In un mercato italiano che si divide una torta di circa
3.317 miliardi (dato UNIPI/2003), Gragnano si pone
con un valore complessivo di 210 milioni di lire.
La produzione di pasta secca italiana è di 2.672.347
tonnellate divisa tra 1.364.566 che raggiunge il mercato nazionale
e 1.307.780 destinata all’export (Usa, Gran Bretagna, Giappone,
Africa, Canadà, Germania).
La produzione complessiva degli associati al Consorzio Gragnano
Città della Pasta copre il 4,20% del mercato nazionale
con 60 mila ton. ed il significativo 14,12% dell’export
nazionale con 184 mila ton.
Nel primo semestre 2004, l’export dei produttori del Consorzio
ha fatto registrare un ulteriore incremento dell’1,40%
grazie agli accordi conclusi con i due big della grande distribuzione
inglese Wal-Mart e Tesco.
Aziende e forza lavoro.
Su 135 pastifici italiani che producono paste secche 10 sono
ubicate a Gragnano e 9 fanno parte del Consorzio.

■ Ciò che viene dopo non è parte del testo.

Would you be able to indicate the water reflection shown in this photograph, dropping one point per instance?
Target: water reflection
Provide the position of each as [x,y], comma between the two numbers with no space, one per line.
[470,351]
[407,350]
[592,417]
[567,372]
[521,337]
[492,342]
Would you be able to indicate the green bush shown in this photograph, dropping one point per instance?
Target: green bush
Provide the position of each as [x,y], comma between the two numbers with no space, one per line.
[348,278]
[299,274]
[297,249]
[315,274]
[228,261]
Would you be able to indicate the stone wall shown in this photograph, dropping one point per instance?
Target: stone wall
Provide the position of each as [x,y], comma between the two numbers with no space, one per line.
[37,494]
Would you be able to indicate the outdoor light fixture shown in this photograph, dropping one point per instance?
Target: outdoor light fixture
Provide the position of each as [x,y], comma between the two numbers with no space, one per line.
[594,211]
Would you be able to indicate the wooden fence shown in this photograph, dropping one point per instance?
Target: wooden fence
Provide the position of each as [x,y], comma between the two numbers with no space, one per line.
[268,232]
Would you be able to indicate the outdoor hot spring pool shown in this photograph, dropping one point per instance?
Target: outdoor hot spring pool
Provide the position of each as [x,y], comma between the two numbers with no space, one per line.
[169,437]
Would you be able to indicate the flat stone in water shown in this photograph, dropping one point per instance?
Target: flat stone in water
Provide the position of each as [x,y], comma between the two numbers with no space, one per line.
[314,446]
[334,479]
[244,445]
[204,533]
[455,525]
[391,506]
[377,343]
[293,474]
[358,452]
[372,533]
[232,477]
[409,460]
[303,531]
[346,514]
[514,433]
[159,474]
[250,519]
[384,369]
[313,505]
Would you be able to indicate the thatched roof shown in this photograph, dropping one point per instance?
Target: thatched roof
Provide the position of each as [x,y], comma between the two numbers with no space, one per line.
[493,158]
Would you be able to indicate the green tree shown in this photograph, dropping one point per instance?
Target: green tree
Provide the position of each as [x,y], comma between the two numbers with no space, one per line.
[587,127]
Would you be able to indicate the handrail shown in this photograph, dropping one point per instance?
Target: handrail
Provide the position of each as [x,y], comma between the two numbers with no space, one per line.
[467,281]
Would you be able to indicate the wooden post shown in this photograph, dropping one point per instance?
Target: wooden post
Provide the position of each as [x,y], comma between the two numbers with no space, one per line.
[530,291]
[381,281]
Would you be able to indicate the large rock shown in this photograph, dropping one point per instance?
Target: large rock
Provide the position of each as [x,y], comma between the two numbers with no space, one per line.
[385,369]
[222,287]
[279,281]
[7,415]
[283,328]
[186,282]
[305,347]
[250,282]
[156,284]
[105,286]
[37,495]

Il numero
degli addetti nazionale è di 6.884 unità e 350
sono la forza lavoro impiegata a Gragnano nei nove pastifici
del Consorzio.
Creatività nelle trafile e formati.
I formati di pasta prodotti a Gragnano, tra produzione industriale
ed artigianale con trafila
a bronzo, come nella tradizione
di Gragnano, e di n.140 formati (pasta corta e lunga).